If story is your main concern, it seems to me that the fewer obstacles the game puts in your way, the better. That's doubly so for anyone who just wants to see all the sights. Therefore the idea that your character has to remain at a level that makes all the content competetive seems counterproductive for anyone with those primary goals.

Similarly, if you're focused on fleshing out your character by maxing factions or reputation, filling out talent trees, earning Mastery points or ticking any of the ten million boxes a standard MMO provides, the shorter the fights, the better, I'd have thought. Indeed, about the only reason I can think of for switching off xp so as to remain in the original level range of the zone would be if you enjoy the combat so much you just can't get enough.

Whether or not to curb your xp while leveling is increasingly becoming a moot point, of course. The prevailing trend seems to be toward auto-adjustment. Either the mobs adjust to match your capabilities or your character adapts to suit the zone, all without you having to do anything - or being able to stop it happening.

My feeling at the moment is that it's fine to go through content "at level", however that's arranged, on the first pass. Every new expansion requires that and it's generally fine. For older content that I've done before, though, and for newer content that I've done recently, anything that makes "the journey" smoother and easier is welcome.
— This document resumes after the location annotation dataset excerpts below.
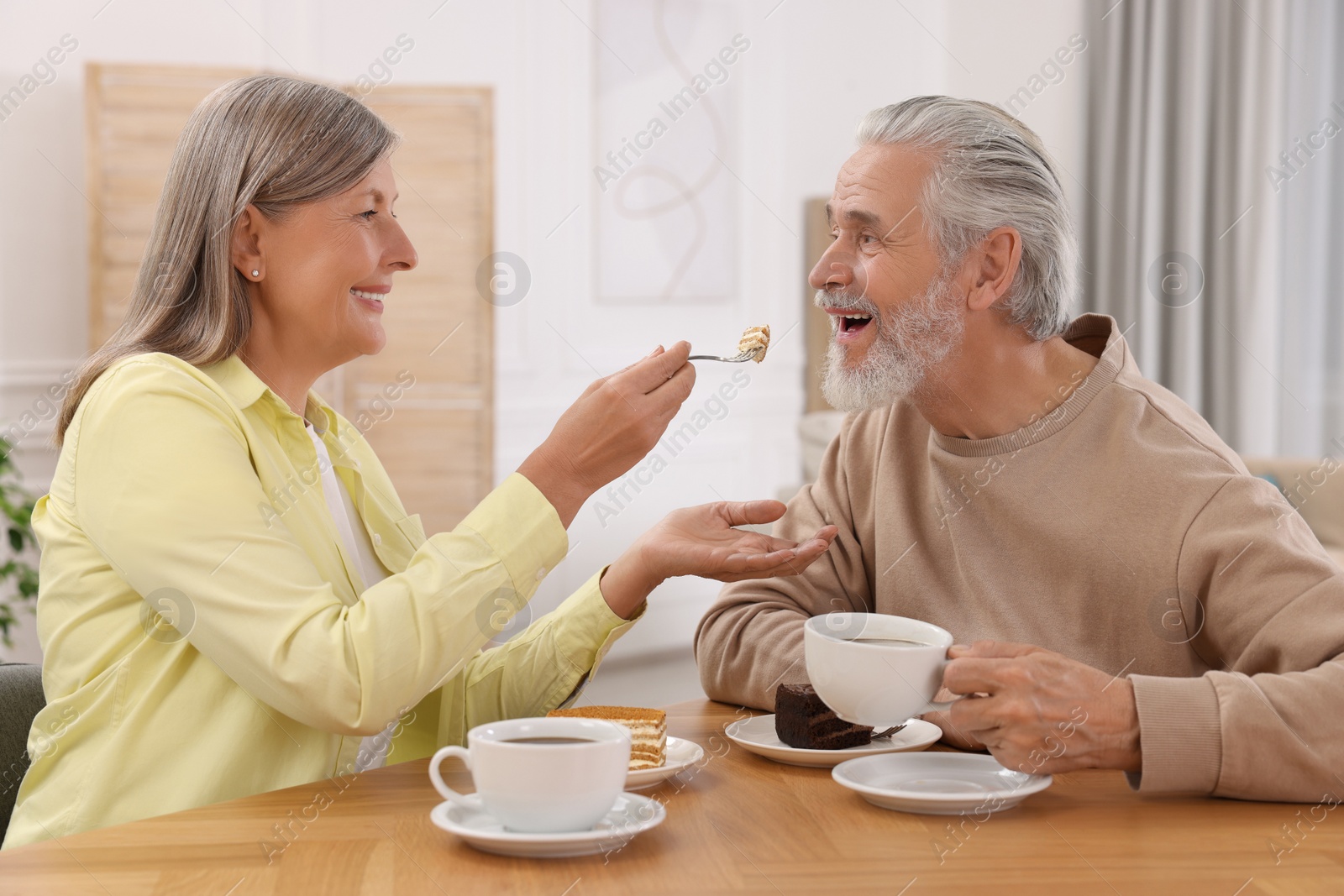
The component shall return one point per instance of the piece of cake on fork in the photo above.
(648, 730)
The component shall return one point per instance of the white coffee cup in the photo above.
(533, 786)
(879, 683)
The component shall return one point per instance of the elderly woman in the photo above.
(203, 479)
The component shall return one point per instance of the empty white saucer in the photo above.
(757, 735)
(680, 754)
(938, 783)
(631, 815)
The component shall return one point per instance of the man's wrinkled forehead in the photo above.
(878, 186)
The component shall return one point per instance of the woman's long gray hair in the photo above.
(269, 141)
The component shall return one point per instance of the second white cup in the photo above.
(875, 669)
(542, 775)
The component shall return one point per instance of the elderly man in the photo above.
(1011, 476)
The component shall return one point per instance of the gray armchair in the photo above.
(20, 699)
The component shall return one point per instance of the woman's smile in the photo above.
(370, 297)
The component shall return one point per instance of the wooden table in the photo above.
(738, 824)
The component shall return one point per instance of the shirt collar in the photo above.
(246, 389)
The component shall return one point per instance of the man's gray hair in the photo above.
(991, 170)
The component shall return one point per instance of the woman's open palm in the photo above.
(702, 540)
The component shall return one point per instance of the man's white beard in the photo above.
(909, 343)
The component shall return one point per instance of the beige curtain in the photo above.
(1182, 228)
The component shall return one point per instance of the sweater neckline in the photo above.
(1086, 329)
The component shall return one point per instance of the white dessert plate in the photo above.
(757, 735)
(680, 754)
(938, 783)
(629, 815)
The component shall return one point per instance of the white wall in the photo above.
(812, 71)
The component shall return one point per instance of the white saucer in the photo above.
(680, 755)
(757, 735)
(629, 815)
(938, 783)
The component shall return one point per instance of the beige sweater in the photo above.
(1117, 530)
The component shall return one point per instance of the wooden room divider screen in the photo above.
(436, 437)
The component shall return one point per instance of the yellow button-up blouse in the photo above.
(202, 629)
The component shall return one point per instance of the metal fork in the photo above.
(736, 359)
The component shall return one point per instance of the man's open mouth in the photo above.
(853, 322)
(848, 322)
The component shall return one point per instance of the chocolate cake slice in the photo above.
(804, 721)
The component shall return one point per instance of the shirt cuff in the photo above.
(523, 530)
(591, 629)
(1179, 735)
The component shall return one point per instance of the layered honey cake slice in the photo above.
(648, 730)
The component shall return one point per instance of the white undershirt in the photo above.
(373, 750)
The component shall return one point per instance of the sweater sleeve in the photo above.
(752, 637)
(1263, 607)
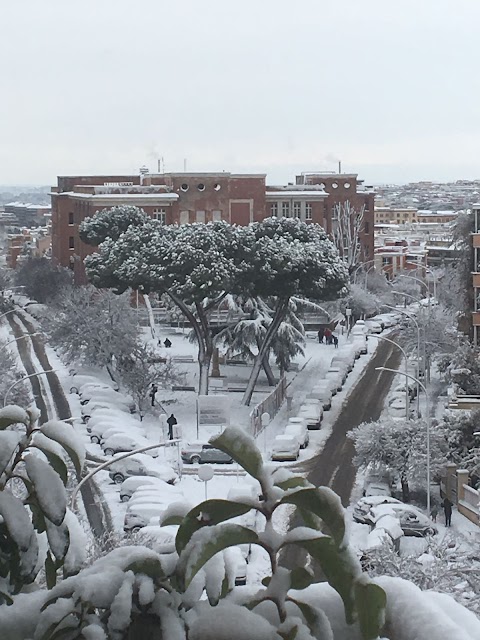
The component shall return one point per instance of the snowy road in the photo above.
(51, 401)
(333, 466)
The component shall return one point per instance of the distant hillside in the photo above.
(34, 195)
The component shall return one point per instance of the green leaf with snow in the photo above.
(204, 544)
(206, 514)
(325, 504)
(49, 489)
(58, 539)
(12, 414)
(338, 568)
(317, 621)
(370, 601)
(8, 443)
(66, 436)
(241, 448)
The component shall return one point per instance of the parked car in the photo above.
(131, 484)
(199, 452)
(89, 409)
(412, 521)
(123, 442)
(140, 465)
(298, 431)
(285, 447)
(362, 508)
(312, 413)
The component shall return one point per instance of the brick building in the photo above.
(176, 198)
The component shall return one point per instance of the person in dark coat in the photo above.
(447, 508)
(153, 391)
(172, 421)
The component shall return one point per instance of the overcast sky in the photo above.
(390, 87)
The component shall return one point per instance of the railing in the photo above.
(471, 497)
(271, 404)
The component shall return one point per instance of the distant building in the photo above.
(177, 198)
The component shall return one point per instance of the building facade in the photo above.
(178, 198)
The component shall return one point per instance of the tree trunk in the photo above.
(257, 365)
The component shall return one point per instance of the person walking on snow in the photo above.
(153, 391)
(172, 421)
(447, 508)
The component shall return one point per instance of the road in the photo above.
(333, 466)
(98, 516)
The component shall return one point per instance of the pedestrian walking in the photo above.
(447, 508)
(153, 392)
(172, 421)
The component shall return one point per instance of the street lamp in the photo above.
(32, 375)
(412, 318)
(427, 399)
(407, 398)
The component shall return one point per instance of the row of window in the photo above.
(291, 212)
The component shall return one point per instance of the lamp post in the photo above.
(409, 315)
(427, 399)
(407, 398)
(32, 375)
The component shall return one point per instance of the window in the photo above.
(160, 215)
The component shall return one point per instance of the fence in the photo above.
(271, 404)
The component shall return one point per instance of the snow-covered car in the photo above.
(140, 465)
(123, 442)
(139, 515)
(285, 448)
(337, 377)
(298, 431)
(412, 521)
(373, 327)
(200, 452)
(312, 413)
(362, 508)
(89, 409)
(131, 484)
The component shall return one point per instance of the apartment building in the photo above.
(177, 198)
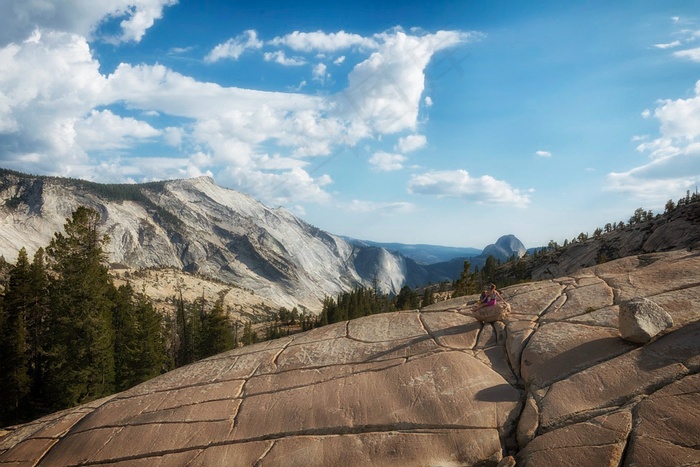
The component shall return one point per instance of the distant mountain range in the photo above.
(421, 253)
(197, 226)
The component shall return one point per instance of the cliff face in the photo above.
(552, 384)
(196, 226)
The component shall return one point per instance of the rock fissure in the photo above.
(326, 432)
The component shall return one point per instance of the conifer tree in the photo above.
(14, 368)
(139, 348)
(80, 350)
(217, 335)
(37, 318)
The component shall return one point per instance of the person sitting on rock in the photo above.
(492, 297)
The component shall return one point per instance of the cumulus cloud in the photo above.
(234, 48)
(691, 54)
(140, 16)
(104, 130)
(279, 57)
(384, 91)
(386, 208)
(387, 162)
(60, 115)
(673, 163)
(411, 143)
(21, 17)
(46, 83)
(459, 184)
(669, 45)
(320, 41)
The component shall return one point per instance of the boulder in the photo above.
(641, 320)
(552, 385)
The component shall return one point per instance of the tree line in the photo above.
(69, 335)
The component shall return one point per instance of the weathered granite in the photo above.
(641, 320)
(551, 384)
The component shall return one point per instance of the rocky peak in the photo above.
(552, 384)
(196, 226)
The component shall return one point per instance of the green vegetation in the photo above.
(69, 335)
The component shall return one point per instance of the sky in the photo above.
(445, 122)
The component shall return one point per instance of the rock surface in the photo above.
(554, 384)
(641, 320)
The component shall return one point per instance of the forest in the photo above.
(71, 336)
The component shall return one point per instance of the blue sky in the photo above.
(448, 123)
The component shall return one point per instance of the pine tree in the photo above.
(80, 350)
(14, 362)
(217, 335)
(139, 348)
(37, 319)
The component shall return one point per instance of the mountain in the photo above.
(674, 230)
(554, 384)
(506, 247)
(196, 226)
(421, 253)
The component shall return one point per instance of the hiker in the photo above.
(492, 297)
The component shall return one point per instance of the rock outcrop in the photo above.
(641, 320)
(553, 384)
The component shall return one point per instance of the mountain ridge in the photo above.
(199, 227)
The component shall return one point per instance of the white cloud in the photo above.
(691, 54)
(387, 162)
(279, 57)
(411, 143)
(670, 45)
(140, 16)
(322, 42)
(60, 115)
(46, 85)
(459, 184)
(234, 48)
(104, 130)
(674, 157)
(384, 91)
(388, 208)
(319, 73)
(82, 17)
(173, 136)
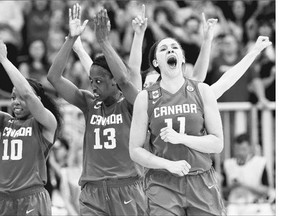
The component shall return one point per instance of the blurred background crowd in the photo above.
(34, 31)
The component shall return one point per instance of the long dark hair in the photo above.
(47, 101)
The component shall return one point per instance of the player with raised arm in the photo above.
(109, 181)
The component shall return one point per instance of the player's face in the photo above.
(101, 82)
(169, 56)
(19, 106)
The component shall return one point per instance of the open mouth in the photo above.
(95, 93)
(17, 110)
(172, 61)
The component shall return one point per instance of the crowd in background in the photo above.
(35, 30)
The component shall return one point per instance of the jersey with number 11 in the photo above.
(183, 112)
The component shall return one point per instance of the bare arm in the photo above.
(37, 109)
(210, 143)
(115, 63)
(139, 25)
(85, 59)
(230, 77)
(202, 63)
(64, 87)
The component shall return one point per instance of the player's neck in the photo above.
(172, 85)
(112, 99)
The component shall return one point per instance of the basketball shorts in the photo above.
(113, 197)
(31, 201)
(193, 194)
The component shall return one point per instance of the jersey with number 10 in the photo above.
(182, 111)
(23, 154)
(106, 142)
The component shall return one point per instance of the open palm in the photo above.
(75, 27)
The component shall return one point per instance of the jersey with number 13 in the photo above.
(106, 142)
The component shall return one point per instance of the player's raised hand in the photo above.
(261, 43)
(75, 27)
(3, 51)
(139, 23)
(179, 168)
(102, 26)
(208, 27)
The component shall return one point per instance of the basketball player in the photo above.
(109, 181)
(185, 126)
(26, 140)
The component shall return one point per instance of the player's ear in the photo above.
(155, 63)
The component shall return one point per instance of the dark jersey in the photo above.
(182, 111)
(23, 154)
(106, 141)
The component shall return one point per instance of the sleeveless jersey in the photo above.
(182, 111)
(23, 154)
(106, 142)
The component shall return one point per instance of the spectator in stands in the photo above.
(7, 34)
(245, 178)
(11, 14)
(37, 22)
(229, 55)
(36, 66)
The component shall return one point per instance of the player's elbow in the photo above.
(219, 145)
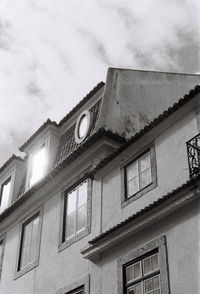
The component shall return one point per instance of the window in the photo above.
(144, 271)
(5, 193)
(38, 164)
(1, 254)
(76, 213)
(29, 244)
(138, 176)
(143, 276)
(82, 126)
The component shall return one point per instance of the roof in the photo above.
(70, 114)
(89, 141)
(12, 158)
(192, 183)
(82, 102)
(176, 106)
(67, 142)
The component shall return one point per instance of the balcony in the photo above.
(193, 149)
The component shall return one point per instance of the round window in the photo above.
(82, 126)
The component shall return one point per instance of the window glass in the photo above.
(138, 175)
(1, 255)
(76, 210)
(143, 276)
(83, 125)
(5, 194)
(38, 166)
(30, 234)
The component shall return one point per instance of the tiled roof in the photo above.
(57, 169)
(49, 122)
(13, 157)
(45, 124)
(149, 127)
(189, 184)
(89, 141)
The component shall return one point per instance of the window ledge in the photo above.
(127, 201)
(27, 268)
(74, 239)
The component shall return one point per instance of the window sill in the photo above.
(74, 239)
(26, 269)
(127, 201)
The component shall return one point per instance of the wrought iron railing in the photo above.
(193, 149)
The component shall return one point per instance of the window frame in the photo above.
(6, 181)
(76, 285)
(157, 245)
(2, 242)
(63, 242)
(44, 144)
(19, 272)
(123, 170)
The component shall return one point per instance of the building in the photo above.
(107, 200)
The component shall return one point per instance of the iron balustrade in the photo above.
(193, 150)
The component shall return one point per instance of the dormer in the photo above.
(11, 176)
(41, 149)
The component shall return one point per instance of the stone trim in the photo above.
(84, 281)
(159, 244)
(126, 201)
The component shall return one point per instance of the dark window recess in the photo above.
(5, 192)
(142, 276)
(75, 211)
(29, 242)
(138, 175)
(193, 151)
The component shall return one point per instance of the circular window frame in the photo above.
(88, 116)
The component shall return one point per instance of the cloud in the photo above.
(53, 52)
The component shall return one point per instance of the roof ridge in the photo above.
(161, 199)
(13, 157)
(148, 127)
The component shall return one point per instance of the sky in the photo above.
(52, 53)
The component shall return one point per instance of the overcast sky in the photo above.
(53, 52)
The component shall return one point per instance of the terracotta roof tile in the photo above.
(190, 183)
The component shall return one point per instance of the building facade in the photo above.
(107, 200)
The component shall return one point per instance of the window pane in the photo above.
(147, 265)
(145, 162)
(132, 171)
(25, 256)
(27, 234)
(29, 242)
(71, 221)
(34, 240)
(38, 166)
(133, 272)
(83, 126)
(82, 194)
(5, 193)
(71, 202)
(145, 178)
(148, 286)
(81, 218)
(133, 187)
(136, 289)
(156, 282)
(154, 262)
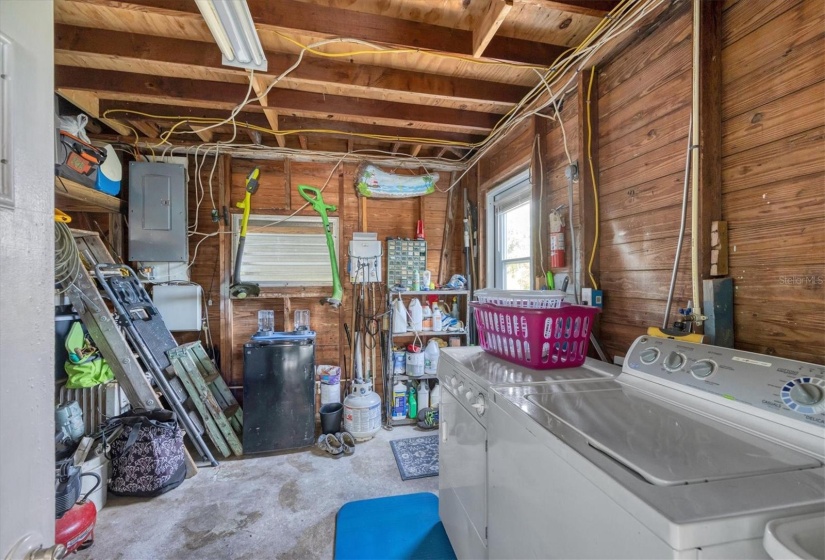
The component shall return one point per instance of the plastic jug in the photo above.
(431, 357)
(399, 317)
(437, 318)
(415, 315)
(426, 318)
(435, 396)
(423, 395)
(412, 401)
(399, 401)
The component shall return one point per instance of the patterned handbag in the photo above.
(146, 453)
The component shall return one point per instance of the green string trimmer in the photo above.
(319, 206)
(244, 289)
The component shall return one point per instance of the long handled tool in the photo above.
(244, 289)
(318, 205)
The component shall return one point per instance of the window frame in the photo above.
(508, 195)
(274, 220)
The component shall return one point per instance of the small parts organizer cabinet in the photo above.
(404, 257)
(402, 339)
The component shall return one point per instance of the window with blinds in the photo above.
(285, 252)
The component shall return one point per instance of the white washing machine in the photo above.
(689, 453)
(466, 375)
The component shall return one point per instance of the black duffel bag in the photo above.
(146, 453)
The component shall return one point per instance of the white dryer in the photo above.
(689, 453)
(466, 375)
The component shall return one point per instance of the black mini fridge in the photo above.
(279, 392)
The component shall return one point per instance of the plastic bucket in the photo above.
(331, 415)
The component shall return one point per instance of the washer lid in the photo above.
(665, 444)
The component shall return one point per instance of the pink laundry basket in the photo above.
(536, 338)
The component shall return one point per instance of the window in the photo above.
(280, 252)
(509, 237)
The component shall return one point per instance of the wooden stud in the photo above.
(287, 185)
(719, 248)
(587, 183)
(146, 127)
(260, 86)
(207, 135)
(710, 129)
(489, 24)
(87, 101)
(225, 267)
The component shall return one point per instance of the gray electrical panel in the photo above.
(157, 212)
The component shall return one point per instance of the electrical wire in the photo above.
(593, 180)
(67, 263)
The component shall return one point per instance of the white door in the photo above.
(26, 277)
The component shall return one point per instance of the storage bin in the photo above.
(536, 338)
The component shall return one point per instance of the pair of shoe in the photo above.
(337, 443)
(428, 418)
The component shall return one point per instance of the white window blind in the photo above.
(282, 252)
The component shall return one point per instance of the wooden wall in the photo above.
(773, 177)
(278, 194)
(773, 173)
(644, 109)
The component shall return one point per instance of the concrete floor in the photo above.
(276, 506)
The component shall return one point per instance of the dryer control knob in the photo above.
(806, 394)
(674, 361)
(649, 355)
(703, 369)
(480, 405)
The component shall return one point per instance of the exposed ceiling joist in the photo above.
(596, 8)
(126, 47)
(489, 24)
(327, 21)
(308, 127)
(294, 102)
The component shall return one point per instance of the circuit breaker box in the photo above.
(157, 212)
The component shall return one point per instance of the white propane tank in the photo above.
(435, 396)
(362, 411)
(399, 317)
(415, 315)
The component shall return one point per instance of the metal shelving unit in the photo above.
(389, 377)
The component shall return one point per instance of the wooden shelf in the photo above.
(432, 293)
(404, 377)
(74, 197)
(430, 333)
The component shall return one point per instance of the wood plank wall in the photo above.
(389, 218)
(773, 173)
(644, 109)
(773, 105)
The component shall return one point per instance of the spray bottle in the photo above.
(412, 401)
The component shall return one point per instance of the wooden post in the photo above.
(588, 183)
(225, 266)
(710, 127)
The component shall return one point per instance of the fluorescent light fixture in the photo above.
(234, 31)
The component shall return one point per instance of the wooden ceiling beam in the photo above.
(260, 87)
(308, 127)
(131, 46)
(489, 24)
(595, 8)
(294, 102)
(327, 21)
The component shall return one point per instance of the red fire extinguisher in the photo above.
(557, 259)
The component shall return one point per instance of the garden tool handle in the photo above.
(317, 201)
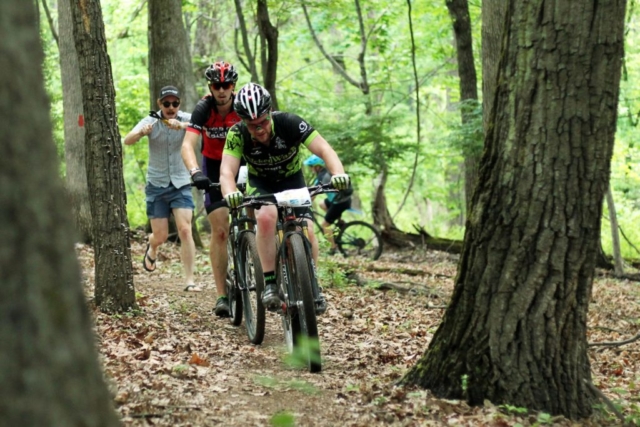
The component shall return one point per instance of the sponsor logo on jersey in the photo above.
(217, 132)
(280, 144)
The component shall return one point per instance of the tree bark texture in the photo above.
(493, 26)
(49, 371)
(206, 39)
(77, 187)
(516, 324)
(269, 39)
(169, 58)
(113, 270)
(459, 12)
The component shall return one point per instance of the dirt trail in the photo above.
(174, 363)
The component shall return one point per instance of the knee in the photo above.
(160, 236)
(266, 220)
(184, 231)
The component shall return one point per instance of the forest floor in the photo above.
(174, 363)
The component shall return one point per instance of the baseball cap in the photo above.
(169, 90)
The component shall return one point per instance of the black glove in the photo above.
(200, 181)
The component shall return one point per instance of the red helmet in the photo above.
(221, 72)
(252, 101)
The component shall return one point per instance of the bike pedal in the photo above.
(321, 306)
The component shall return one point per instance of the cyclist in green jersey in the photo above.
(270, 142)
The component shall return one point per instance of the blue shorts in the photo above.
(160, 201)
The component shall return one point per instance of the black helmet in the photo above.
(252, 101)
(221, 72)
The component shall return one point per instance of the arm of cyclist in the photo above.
(199, 180)
(320, 147)
(228, 171)
(143, 128)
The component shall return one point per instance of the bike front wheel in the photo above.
(233, 292)
(299, 272)
(359, 239)
(252, 279)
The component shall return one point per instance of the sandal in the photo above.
(151, 260)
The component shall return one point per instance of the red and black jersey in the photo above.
(206, 121)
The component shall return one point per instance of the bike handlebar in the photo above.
(270, 199)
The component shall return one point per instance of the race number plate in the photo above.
(297, 198)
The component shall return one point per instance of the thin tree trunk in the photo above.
(103, 148)
(269, 38)
(459, 11)
(169, 62)
(615, 236)
(49, 371)
(74, 132)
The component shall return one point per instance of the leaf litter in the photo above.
(172, 362)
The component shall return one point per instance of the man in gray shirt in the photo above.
(168, 182)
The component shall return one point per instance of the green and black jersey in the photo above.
(282, 157)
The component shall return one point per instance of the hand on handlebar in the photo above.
(234, 199)
(340, 181)
(200, 181)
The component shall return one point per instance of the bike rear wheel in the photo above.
(252, 280)
(359, 239)
(299, 272)
(233, 292)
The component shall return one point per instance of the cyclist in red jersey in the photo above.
(212, 117)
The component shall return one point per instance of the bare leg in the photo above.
(314, 241)
(187, 247)
(328, 232)
(219, 220)
(159, 234)
(266, 238)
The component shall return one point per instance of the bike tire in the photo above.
(233, 291)
(290, 323)
(252, 280)
(358, 239)
(300, 270)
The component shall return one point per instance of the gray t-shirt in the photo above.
(165, 161)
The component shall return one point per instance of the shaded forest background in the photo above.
(309, 85)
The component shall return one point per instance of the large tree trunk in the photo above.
(77, 187)
(459, 11)
(169, 57)
(516, 325)
(113, 270)
(49, 371)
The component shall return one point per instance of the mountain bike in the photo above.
(355, 239)
(296, 271)
(245, 280)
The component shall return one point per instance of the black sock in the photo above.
(270, 278)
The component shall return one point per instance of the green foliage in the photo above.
(370, 131)
(468, 135)
(306, 349)
(283, 419)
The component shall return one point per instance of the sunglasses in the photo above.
(218, 86)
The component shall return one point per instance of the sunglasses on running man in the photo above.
(225, 85)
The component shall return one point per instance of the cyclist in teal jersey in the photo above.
(270, 142)
(334, 204)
It's not just combat fatigue or plain slackery. There's the improved story-flow, as I've mentioned. Another very welcome by-product of overlevelling content is the extra detail that's revealed through not having to scramble to stay alive. I've seen such a wealth of ornementation and intricacy in dungeons once the inhabitants no longer pose a threat. Things I'd never noticed, let alone had the chance to stop and study.

The mobs themselves also come into focus as the danger of a fast return to bind recedes. All those spiffy animations; the trophy skulls hanging from the shoulderpads; the fancy hats and hairdos. So much effort put into something that's so hard to see when an ogre's trying to rip your head off.

I think my sweet spot comes when the mobs pose no threat but I still get xp. EQ2's mentoring system  supplies that satisfaction perfectly. Even then, eventually there comes a time when there are no more bars to fill, which makes me think fondly of GW2's eternal xp funnel, which ultimately converts xp into a kind of currency.

The worst of all options, in my considered opinion, is having to switch off xp altogether in order to get the game to acknowledge your presence. There's no excuse in 2019 for mechanics that deny quest credit when the mobs go grey, making it genuinely impossible to finish the storylines.

Almost a quarter of a century in, the MMORPG genre is still evolving. Lessons are being learned, if slowly. Let's hope that one day no one will need a Stone of the Tortoise just to find out how the stories end.